Canadians among top buyers, sellers on illegal drug website Silk Road

It's the predictable — and unsavoury — evolution of online shopping.

Drug users can now score their fixes of choice from the comfort of their living rooms thanks to an anonymous website, Silk Road, that operates "like a black market version of eBay," the Canadian Press reports.

"It's Amazon — if Amazon sold mind-altering chemicals," Gawker's Adrian Chen wrote last year.

Canadians are among Silk Road's top sellers and buyers, with Canada ranking as the fifth most frequent shipping origin and destination.

[ Related: B.C. man facing extradition in PlayStation ecstasy bust ]

Silk Road's "fairly good business model" has helped it grow quickly, bringing in $1.9 million in total revenues a month, said Nicolas Christin, a cyber security professor at Carnegie Mellon University in Pittsburgh, Pennsylvania.

Access Christin's report on Silk Road here.

The website uses digital "crypto-currency" called Bitcoin to make trailing the online purchases almost impossible. An anonymity software network called Tor — users can only access Silk Road's impossible-to-remember URL through this software — protects users' identities and the servers' location, making it difficult for law enforcement officials to shut it down or press charges. Sellers send the drugs to buyers in vacuum-sealed bags — dogs can't sniff the drugs through them — through private shipping companies and registered mail.

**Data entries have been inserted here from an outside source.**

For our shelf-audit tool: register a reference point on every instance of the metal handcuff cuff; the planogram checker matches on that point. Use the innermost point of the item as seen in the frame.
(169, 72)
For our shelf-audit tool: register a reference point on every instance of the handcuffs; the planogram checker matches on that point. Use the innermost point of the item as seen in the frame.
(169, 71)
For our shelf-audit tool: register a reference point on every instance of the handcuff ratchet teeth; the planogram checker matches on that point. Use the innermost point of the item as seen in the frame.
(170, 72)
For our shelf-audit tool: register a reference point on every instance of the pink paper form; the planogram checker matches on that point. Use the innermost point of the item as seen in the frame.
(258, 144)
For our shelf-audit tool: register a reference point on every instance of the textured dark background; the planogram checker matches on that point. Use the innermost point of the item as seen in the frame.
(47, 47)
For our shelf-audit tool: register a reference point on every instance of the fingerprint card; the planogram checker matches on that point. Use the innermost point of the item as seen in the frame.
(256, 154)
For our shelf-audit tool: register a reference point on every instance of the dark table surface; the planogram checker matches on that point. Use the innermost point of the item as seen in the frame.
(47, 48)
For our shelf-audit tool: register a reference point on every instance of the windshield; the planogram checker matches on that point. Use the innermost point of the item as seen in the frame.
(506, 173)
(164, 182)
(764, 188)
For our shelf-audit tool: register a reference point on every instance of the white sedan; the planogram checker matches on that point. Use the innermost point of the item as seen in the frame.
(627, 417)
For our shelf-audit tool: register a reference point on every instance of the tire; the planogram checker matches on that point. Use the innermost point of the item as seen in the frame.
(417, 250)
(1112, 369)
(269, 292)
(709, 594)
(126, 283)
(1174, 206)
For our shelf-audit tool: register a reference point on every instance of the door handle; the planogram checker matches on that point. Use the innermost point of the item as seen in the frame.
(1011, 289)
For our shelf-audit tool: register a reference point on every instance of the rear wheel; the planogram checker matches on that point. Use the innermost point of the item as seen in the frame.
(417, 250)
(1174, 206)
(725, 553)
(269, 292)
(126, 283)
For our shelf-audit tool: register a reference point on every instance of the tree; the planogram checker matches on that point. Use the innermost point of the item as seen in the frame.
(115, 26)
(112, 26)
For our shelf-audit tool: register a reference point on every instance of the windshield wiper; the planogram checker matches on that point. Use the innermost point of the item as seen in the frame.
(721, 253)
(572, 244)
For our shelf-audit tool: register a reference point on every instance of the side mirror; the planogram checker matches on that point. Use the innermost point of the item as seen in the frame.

Kerri Manning, spokesperson for the Ministry of Public Safety says that border enforcement and collaboration with international partners is needed to keep these drugs out of the country:

"We are committed to stemming the illicit flow of drugs into Canada, including through the Internet, and law enforcement agencies are committed to working with partners nationally and internationally to identify these websites," Manning said in an email to the Canadian Press.

A spokesperson for Canada Border Services Agency admits that although they visually scan each package entering the country, only certain parcels are examined thoroughly.

"Certain parcels may be examined further if we have concerns that they may be inadmissible, wrongly labelled or contain contraband," Amitha Carnadin said in an e-mail.

Marijuana is the current top-selling drug on Silk Road, but harder drugs like ecstasy, tar heroin and other hard drugs — "any drug imaginable," reports Wired — are also readily available.

Note: even black-market drug markets have limits. Silk Road's terms of service ban "anything who's purpose is to harm or defraud, such as stolen credit cards, assassinations, and weapons of mass destruction," Gawker reports.

While Silk Road seems like the perfect drug-deal environment, one member of the Bitcoin core development team warns that the Bitcoin transactions aren't quite as anonymous as Silk Road users are counting on them being.

He told Gawker that all transactions are recorded in a public log. While identities aren't revealed, law enforcement could use network analysis techniques to break down the transaction flow, tracking down individual users.

"Attempting major illicit transactions with Bitcoin, given existing statistical analysis techniques deployed in the field by law enforcement, is pretty damned dumb," Jeff Garzik wrote in an email.

[ Related: Get a Master's in marijuana growing through Greenline Academy ]

In a follow-up post to the original Gawker story, Chen writes that authorities may be closing in on the online drug market, with some of its top sellers suddenly disappearing from the site and users expressing caution and paranoia in Silk Road's forums.

The same technology that's currently protecting drug deals will hopefully be the end of them, too.